Nous allons où nous pouvons. Et pourtant notre futur peut dépendre aussi de nos choix présents. En cas de doute, ce qui honore la vie aujourd’hui, devrait nous assurer un bon demain…collectivement et parfois individuellement aussi. Car notre destin singulier, même s’il nous intéresse grandement, est aussi intriqué dans notre destin collectif.
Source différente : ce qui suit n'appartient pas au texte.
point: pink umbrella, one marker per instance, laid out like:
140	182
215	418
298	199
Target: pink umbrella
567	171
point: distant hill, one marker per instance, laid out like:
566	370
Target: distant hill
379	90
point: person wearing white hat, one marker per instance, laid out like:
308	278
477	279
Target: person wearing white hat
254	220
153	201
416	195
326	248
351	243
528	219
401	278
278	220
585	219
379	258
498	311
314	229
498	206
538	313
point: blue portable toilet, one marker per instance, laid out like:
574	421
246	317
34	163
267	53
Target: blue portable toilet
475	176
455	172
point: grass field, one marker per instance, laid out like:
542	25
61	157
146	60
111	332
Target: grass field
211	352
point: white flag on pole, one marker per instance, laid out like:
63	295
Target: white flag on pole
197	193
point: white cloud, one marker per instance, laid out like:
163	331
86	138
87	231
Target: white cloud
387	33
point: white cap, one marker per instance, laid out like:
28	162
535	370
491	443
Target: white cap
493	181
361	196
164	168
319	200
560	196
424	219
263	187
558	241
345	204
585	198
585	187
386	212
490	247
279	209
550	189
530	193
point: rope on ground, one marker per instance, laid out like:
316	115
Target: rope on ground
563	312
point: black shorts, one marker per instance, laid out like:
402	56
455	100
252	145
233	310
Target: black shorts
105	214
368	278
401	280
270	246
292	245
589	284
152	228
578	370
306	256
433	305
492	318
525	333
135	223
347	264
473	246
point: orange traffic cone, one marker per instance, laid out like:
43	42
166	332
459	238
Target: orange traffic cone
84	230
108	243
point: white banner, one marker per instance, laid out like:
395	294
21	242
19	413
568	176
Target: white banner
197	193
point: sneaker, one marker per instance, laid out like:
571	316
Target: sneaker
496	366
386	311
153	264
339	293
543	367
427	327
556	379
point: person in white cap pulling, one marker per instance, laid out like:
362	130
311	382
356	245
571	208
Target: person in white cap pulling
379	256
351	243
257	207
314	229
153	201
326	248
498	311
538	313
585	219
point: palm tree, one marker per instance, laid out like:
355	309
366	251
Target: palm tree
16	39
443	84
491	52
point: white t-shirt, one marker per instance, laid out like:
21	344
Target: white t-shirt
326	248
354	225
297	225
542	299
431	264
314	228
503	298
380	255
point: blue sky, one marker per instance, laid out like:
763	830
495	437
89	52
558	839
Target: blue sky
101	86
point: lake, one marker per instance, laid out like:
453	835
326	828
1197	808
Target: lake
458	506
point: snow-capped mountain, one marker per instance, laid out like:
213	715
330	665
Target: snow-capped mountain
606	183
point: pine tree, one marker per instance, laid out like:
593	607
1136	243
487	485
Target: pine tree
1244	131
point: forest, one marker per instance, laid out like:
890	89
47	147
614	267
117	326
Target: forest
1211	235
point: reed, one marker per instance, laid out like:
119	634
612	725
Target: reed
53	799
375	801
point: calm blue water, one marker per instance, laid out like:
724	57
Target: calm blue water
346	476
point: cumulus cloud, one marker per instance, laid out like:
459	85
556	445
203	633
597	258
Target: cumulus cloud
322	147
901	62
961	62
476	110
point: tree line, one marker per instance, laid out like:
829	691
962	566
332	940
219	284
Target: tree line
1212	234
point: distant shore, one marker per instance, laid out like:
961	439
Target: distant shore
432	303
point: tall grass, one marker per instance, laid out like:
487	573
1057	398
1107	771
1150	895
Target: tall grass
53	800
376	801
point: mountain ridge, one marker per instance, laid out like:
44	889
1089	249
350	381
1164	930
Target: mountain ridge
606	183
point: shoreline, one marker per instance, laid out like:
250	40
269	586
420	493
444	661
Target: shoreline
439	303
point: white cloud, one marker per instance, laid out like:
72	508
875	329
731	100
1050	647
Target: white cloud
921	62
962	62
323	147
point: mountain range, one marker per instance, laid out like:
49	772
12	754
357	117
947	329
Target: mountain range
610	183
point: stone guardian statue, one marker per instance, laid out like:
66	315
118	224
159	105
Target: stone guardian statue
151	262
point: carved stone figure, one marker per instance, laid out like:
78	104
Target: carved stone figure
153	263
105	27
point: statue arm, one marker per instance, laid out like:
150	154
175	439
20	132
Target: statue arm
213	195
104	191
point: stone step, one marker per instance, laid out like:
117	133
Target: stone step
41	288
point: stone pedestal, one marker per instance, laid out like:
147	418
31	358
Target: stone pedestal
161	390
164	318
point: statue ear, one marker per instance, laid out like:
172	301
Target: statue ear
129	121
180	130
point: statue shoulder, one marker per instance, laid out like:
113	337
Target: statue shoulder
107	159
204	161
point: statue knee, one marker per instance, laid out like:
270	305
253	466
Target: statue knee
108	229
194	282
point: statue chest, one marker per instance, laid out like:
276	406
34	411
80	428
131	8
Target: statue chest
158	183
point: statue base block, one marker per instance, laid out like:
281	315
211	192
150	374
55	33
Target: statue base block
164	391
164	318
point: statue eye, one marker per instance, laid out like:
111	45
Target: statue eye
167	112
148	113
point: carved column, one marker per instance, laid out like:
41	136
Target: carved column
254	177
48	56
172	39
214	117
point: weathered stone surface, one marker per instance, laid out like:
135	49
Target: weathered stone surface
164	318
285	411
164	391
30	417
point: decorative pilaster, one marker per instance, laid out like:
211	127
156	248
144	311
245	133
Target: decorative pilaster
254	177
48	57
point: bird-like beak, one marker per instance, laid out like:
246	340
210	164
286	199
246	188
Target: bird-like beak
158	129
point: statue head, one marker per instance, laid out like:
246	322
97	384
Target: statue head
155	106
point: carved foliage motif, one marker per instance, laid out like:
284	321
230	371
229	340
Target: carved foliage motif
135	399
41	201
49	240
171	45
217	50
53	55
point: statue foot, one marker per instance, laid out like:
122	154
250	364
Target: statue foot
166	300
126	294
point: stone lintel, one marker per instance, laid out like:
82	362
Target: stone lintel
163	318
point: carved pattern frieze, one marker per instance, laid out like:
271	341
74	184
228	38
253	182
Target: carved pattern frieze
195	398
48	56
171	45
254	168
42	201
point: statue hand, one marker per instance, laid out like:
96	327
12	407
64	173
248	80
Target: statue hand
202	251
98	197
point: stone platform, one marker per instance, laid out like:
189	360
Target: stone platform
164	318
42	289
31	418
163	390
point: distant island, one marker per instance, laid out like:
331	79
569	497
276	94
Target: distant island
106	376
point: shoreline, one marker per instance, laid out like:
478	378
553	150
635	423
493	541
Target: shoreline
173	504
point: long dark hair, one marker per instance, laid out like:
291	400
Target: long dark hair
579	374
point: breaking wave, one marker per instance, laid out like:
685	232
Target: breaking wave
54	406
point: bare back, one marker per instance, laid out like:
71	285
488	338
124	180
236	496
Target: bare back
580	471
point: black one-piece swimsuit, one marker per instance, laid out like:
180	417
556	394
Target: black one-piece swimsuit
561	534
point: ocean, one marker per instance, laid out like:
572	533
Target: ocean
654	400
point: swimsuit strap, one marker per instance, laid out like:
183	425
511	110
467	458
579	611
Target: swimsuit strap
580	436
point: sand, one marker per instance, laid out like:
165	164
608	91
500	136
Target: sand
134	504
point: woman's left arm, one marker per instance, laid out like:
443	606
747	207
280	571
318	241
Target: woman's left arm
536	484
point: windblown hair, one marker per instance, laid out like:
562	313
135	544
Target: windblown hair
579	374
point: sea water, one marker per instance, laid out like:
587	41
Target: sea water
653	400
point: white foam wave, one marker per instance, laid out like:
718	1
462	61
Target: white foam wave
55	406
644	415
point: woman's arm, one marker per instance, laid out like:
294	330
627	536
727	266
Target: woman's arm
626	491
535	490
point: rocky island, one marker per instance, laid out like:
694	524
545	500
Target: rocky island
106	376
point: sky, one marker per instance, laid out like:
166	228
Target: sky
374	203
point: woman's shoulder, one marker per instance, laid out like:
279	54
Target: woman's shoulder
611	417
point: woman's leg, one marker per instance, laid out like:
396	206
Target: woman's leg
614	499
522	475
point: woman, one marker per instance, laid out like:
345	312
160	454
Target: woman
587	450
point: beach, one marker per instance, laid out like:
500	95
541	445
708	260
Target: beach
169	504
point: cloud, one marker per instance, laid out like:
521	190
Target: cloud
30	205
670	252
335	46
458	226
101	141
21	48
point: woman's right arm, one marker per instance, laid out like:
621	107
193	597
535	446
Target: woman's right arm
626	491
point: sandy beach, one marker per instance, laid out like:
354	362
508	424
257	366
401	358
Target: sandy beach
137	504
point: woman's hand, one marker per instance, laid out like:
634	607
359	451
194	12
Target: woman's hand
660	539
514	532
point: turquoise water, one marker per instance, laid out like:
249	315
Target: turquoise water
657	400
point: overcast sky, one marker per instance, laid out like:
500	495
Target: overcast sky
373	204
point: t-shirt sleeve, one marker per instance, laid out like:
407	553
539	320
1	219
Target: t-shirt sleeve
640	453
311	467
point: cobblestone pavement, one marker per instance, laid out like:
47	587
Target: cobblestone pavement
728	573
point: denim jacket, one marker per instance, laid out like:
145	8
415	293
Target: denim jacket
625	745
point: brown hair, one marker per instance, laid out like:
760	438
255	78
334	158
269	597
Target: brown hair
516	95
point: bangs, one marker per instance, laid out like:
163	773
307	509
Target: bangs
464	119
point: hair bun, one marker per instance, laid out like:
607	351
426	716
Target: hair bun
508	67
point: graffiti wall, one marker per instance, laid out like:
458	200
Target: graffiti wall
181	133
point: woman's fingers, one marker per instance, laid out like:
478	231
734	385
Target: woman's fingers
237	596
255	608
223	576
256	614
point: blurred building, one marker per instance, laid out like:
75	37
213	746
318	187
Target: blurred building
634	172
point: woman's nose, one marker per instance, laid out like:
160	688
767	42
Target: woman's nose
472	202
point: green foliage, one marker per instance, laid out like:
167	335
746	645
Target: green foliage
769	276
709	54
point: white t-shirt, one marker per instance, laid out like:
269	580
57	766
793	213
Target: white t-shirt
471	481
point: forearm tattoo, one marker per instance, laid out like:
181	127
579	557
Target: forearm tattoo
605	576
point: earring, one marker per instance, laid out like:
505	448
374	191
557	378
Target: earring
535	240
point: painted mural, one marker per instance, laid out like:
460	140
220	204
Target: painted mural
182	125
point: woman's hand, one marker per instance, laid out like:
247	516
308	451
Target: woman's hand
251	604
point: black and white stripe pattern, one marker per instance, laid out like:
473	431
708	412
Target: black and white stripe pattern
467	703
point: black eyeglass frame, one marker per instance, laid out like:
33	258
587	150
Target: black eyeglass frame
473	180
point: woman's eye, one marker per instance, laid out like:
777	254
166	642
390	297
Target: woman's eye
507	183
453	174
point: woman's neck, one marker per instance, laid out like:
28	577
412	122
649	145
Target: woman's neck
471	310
Un bon Nomade se déplace pour ne pas épuiser les ressources du lieu et du moment. Il est prêt à sacrifier son confort , sa « stabilité », au nom d’un plus grand équilibre et d’un meilleur partage des ressources. Notre désir de confort toujours plus grand, notre difficulté à accepter l’inconfort momentané au nom d’un confort plus partagé, est à la source des dérives de notre capitalisme sauvage, aveugle et voué à l’échec. Nous nous sommes bien enfoncé.es dans notre confort d’occidentaux, mais l’équilibre naturel est rompu et nous aurons bien besoin de notre Nomade pour apprendre à vivre autrement.

 

Crédit Photo: Carole Poirier, 6 ième lune, 31 octobre 2020

3 Commentaires (+ vous participez ?)

  1. Clara Verhas-Breyne
    Nov 04, 2020 @ 23:16:12

    Merci de nous faire rencontrer le nomade…

    Réponse

    • rouedemedecine
      Nov 05, 2020 @ 15:06:24

      Merci Clara de prendre le temps de laisser un commentaire…oui, Le Nomade a beaucoup à nous apprendre sur le lâcher prise, le voyager léger et ne pas trop se prendre au sérieux. En ces temps, on en a bien besoin.

      Réponse

  2. markiseh
    Nov 06, 2020 @ 13:24:57

    Ah ce Nomade!
    Merci de partager son message et sa sagesse. On a de plus en plus besoin de lui pour revenir à l’essentiel. Pour apprendre à se délester du superflu et pour revenir à un meilleur équilibre. Voyager léger.